Adopting orphan drugs
spurs social returns

It may be no surprise that pharmaceutical companies that are developing “orphan drugs” do so mainly for the business potential, albeit limited, of such drugs for rare diseases. But the companies also consider the effort as part of their corporate social responsibility, management researchers have found.

Olga Bruyaka
Olga Bruyaka studied the connection between pharmaceutical companies' orphan drug and social responsibility programs.

Scholars describe corporate social responsibility in terms of economic, legal, and ethical elements, says Olga Bruyaka, assistant professor of management. “The notion is that businesses have a responsibility to society to consider moral obligations and good corporate deeds simultaneously with the profit motive and compliance with government laws and regulations.”

Bruyaka, together with Isabelle Chalamon, of INSEEC Business School, and Virginia Tech researchers Hanko Zeitzmann, Richard Wokutch, and Pooja Thakur, co-authored a new study that explores how social responsibility factors drive orphan drug development. The study examines the extent to which firms take a strategic approach to social responsibility by integrating orphan drug development and social responsibility practices with core business activities to obtain both economic and non-economic benefits for the firm and its stakeholders.

Testing social responsibility theories

The social responsibility of firms in the pharmaceutical industry has been well studied, she says, but orphan drugs remain relatively unexplored. “They represent a good opportunity to test the applicability of theoretical perspectives on social responsibility,” she says, for a couple of reasons.

Firstly, orphan drugs — so called because “no one wants to 'adopt' or manufacture them on a large-scale basis because of weak economic incentives and their lack of commercial value” — raise intriguing questions about the social responsibilities of pharmaceutical firms with respect to rare diseases and the unmet medical needs of a minority, Bruyaka says.

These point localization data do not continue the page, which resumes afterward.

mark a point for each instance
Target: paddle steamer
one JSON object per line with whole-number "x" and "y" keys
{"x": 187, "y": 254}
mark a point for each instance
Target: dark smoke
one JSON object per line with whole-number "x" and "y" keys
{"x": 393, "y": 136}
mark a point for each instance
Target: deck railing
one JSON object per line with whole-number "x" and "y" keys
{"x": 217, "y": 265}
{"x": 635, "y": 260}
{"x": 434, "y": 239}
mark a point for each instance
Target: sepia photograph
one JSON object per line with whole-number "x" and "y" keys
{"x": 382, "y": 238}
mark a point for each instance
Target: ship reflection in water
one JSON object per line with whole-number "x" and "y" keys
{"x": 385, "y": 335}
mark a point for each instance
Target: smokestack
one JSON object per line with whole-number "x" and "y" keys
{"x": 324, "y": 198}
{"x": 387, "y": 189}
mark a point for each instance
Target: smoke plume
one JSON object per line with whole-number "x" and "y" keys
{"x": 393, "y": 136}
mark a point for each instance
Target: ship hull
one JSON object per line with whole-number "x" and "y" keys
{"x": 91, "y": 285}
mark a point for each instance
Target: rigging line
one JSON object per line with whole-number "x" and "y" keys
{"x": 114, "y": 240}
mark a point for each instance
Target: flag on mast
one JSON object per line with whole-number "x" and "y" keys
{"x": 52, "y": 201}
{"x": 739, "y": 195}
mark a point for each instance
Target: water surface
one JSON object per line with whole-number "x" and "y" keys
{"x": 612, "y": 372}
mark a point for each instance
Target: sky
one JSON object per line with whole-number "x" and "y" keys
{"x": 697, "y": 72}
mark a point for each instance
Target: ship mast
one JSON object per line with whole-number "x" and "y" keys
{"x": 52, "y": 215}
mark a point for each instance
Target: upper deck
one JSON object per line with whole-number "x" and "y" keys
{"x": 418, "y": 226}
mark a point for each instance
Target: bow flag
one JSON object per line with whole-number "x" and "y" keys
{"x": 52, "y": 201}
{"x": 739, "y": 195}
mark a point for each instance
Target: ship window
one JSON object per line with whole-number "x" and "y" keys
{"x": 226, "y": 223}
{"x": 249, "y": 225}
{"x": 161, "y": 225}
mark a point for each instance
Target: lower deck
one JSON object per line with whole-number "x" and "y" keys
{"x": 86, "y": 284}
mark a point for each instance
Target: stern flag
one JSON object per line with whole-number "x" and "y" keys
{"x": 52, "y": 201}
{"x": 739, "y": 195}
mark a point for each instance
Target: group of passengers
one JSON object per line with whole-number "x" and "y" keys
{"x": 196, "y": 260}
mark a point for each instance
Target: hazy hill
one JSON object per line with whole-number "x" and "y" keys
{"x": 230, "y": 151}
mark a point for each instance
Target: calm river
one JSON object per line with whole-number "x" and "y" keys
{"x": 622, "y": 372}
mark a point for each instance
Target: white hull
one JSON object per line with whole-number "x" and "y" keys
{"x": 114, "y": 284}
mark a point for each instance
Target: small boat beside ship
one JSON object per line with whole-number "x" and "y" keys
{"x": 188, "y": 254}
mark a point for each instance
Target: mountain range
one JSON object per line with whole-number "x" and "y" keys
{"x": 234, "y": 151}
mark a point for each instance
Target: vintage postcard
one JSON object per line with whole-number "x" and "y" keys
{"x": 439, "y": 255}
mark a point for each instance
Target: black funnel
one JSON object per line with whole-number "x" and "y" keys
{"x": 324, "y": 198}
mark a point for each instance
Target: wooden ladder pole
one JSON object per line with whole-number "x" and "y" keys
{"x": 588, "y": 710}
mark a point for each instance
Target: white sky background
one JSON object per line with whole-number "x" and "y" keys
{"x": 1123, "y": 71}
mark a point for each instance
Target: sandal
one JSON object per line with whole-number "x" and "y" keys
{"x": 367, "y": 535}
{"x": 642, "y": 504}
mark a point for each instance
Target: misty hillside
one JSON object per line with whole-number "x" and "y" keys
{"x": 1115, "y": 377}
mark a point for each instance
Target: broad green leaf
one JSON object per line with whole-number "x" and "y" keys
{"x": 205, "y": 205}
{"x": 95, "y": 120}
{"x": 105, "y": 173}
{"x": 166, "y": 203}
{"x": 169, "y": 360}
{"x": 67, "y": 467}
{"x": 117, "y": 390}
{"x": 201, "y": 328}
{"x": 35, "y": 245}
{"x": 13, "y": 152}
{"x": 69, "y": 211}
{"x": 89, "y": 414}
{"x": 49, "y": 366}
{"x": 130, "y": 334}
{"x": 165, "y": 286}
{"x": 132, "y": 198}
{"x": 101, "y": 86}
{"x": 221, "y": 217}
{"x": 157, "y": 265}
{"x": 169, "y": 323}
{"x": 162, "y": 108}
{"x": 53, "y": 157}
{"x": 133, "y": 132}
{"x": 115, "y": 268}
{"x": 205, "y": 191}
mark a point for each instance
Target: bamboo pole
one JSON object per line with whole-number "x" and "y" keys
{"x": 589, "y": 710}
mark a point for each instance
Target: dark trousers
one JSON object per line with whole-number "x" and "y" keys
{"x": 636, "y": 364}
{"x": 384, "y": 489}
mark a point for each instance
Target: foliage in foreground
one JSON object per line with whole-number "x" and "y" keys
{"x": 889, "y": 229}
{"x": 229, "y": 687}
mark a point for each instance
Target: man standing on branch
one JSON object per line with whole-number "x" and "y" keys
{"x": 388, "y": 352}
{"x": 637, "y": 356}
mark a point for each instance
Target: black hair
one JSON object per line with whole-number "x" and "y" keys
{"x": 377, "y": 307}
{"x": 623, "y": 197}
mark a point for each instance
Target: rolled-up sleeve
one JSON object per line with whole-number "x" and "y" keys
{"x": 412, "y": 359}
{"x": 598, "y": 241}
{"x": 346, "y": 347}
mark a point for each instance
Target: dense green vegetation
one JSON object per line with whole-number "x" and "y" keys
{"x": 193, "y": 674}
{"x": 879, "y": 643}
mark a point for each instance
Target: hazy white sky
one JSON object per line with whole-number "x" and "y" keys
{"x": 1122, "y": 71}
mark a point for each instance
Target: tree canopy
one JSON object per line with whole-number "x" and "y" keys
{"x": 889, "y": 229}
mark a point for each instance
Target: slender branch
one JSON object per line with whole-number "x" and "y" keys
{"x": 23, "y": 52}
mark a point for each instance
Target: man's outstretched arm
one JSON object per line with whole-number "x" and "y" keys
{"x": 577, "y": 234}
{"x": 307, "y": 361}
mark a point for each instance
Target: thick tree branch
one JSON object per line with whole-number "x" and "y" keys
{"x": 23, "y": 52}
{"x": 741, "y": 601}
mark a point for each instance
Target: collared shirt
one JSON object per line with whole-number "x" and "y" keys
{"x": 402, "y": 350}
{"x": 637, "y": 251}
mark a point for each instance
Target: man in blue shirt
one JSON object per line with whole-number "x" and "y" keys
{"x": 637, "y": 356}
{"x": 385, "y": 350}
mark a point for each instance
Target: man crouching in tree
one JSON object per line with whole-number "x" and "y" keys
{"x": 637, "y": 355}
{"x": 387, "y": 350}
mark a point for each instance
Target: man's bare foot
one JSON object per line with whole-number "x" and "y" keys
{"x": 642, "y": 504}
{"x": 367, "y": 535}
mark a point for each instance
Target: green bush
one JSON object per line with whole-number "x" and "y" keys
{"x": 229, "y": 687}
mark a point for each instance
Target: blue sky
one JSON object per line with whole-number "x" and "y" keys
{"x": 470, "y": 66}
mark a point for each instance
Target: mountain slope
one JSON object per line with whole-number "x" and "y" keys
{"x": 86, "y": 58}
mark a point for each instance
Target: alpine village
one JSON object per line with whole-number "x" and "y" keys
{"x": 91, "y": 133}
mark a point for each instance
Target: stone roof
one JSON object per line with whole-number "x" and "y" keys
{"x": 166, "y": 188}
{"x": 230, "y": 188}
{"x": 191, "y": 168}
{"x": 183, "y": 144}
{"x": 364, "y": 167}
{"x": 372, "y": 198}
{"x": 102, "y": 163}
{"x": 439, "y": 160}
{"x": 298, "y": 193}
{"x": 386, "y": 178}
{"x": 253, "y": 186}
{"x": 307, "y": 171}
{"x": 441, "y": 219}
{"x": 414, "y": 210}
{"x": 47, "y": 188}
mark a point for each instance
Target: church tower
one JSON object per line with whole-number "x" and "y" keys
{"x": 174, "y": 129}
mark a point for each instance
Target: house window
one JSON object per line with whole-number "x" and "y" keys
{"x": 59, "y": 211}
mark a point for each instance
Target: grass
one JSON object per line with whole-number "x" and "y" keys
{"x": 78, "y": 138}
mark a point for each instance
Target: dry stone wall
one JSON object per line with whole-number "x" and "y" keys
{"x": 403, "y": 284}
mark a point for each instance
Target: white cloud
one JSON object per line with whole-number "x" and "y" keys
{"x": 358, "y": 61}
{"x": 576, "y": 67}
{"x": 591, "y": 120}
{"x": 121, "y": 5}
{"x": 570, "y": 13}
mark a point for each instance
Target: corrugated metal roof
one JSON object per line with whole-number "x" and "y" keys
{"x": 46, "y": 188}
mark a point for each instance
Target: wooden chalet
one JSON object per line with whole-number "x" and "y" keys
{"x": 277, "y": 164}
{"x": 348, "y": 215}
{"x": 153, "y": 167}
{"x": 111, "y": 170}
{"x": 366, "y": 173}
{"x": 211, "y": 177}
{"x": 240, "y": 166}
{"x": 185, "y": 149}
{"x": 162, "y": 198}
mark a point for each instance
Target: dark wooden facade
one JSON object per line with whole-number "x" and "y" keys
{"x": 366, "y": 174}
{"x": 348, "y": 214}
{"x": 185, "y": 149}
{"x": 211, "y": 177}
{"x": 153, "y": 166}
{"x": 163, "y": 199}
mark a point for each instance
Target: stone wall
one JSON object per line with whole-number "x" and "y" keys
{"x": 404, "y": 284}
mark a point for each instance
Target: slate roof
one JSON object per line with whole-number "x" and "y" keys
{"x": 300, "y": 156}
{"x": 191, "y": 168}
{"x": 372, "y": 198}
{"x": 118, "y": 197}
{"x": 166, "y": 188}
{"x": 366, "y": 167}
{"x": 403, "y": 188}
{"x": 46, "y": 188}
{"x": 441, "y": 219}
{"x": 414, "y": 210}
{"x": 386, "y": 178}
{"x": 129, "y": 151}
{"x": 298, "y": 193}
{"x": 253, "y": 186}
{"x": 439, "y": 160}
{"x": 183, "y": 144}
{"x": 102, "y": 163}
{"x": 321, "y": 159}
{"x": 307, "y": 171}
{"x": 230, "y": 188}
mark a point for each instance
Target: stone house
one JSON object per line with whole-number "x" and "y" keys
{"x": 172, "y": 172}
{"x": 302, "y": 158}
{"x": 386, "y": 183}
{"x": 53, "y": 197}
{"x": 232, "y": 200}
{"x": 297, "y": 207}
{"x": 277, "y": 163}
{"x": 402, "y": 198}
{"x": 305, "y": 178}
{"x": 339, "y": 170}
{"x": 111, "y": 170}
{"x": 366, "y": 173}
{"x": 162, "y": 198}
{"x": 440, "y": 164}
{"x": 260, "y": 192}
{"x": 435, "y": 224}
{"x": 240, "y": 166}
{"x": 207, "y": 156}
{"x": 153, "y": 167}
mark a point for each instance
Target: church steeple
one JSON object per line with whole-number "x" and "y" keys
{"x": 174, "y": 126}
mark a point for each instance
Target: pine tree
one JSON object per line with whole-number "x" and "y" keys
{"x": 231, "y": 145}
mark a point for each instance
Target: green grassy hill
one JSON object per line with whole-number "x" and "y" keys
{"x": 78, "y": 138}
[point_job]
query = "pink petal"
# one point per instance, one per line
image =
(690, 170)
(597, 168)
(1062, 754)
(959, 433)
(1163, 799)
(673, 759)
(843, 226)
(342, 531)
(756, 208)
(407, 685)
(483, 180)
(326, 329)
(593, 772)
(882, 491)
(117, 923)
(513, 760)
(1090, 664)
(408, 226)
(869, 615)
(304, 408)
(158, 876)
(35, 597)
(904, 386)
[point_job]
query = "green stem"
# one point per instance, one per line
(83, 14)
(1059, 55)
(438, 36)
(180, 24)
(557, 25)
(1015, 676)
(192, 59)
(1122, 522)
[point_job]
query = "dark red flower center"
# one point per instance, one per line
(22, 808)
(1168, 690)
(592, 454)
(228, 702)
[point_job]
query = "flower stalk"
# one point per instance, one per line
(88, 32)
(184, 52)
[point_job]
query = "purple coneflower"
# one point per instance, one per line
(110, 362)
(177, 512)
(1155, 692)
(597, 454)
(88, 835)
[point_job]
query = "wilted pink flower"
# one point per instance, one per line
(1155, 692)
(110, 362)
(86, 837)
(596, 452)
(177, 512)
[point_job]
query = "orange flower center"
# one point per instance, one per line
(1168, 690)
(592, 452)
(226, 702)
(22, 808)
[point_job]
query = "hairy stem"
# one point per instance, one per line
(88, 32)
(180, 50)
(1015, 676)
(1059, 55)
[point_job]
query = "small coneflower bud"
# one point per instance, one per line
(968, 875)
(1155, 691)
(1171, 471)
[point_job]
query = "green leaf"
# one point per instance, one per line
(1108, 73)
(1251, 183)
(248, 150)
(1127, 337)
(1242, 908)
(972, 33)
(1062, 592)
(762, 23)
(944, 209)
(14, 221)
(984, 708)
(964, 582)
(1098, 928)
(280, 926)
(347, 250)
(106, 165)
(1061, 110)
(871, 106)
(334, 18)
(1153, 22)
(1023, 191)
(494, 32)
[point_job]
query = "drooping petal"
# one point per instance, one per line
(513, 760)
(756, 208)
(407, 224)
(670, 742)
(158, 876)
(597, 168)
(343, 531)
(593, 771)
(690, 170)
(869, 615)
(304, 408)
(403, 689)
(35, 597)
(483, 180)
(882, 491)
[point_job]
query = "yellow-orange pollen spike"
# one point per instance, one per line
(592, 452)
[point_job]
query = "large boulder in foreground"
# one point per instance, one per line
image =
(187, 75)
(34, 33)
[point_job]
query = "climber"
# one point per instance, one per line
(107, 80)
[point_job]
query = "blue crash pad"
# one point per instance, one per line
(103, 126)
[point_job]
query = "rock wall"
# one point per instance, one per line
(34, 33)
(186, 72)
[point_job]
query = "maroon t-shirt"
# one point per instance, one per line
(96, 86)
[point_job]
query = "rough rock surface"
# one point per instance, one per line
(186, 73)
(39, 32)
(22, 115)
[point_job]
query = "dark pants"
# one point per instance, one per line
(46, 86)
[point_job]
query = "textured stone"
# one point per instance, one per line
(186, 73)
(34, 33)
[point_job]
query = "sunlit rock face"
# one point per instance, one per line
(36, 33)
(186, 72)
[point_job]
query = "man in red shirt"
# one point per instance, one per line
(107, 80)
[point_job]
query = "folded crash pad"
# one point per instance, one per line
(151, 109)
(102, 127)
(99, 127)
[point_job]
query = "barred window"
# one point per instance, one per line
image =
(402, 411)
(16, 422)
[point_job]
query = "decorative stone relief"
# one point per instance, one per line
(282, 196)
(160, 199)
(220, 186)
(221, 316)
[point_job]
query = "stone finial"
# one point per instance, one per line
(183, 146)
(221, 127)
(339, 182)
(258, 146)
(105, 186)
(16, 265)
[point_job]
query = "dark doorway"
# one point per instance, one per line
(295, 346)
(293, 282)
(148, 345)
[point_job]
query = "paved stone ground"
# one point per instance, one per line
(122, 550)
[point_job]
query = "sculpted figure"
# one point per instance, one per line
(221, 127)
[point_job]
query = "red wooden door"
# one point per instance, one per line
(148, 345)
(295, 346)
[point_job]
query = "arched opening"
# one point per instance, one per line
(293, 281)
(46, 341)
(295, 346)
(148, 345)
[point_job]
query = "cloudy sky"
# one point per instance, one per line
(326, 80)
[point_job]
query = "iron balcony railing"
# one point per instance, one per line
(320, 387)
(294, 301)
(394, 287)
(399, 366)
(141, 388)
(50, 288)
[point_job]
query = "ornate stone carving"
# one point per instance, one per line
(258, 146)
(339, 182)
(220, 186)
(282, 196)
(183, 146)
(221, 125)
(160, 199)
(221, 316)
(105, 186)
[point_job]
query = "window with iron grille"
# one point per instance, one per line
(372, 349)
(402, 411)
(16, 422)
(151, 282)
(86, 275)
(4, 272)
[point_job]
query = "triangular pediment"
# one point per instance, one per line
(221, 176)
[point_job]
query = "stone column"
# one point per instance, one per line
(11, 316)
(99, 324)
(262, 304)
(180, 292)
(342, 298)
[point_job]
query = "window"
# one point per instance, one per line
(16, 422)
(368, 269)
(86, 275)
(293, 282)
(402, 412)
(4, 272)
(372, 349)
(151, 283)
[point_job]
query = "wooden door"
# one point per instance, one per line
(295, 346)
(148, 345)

Historically, those with rare diseases — affecting fewer than 200,000 people in the U.S. and 1 person out of 2,000 in Europe — had little hope of receiving appropriate treatment. But the 1983 Orphan Drug Act in the U.S. and similar laws passed in other countries in the 1990s offered financial incentives to pharmaceutical companies, which dramatically spurred work on such drugs, she says.

Secondly, Bruyaka says, orphan drug development is no longer seen as purely philanthropic, as a result of the legislative incentives and its potential as a path to technology innovations that can also lead to solutions for more common diseases.

“However, given the specific challenges and risks of developing such drugs (little or no knowledge about the disease, difficulty to diagnose the disease and identify the affected population, narrow market), developing treatment for rare diseases is not purely an economic activity either, she says. “Thus, it was unclear what motivates firms' involvement in orphan drug innovation.”

Many motivations for producing orphan drugs

In the study, Bruyaka and her co-investigators used qualitative and quantitative methods to analyze social responsibility practices of pharmaceutical firms in the U.S. and European Union. They conducted interviews with 20 managers of 9 drug companies and used publically available secondary data on social responsibility activities of other firms in the global pharmaceutical industry.

To examine the visibility of the companies' actions related to orphan drug development, the researchers undertook a quantitative study of 100 firms. “Using their websites, we obtained more detailed information on whether and how these firms communicate about their social responsibility actions in general and orphan drug development in particular.”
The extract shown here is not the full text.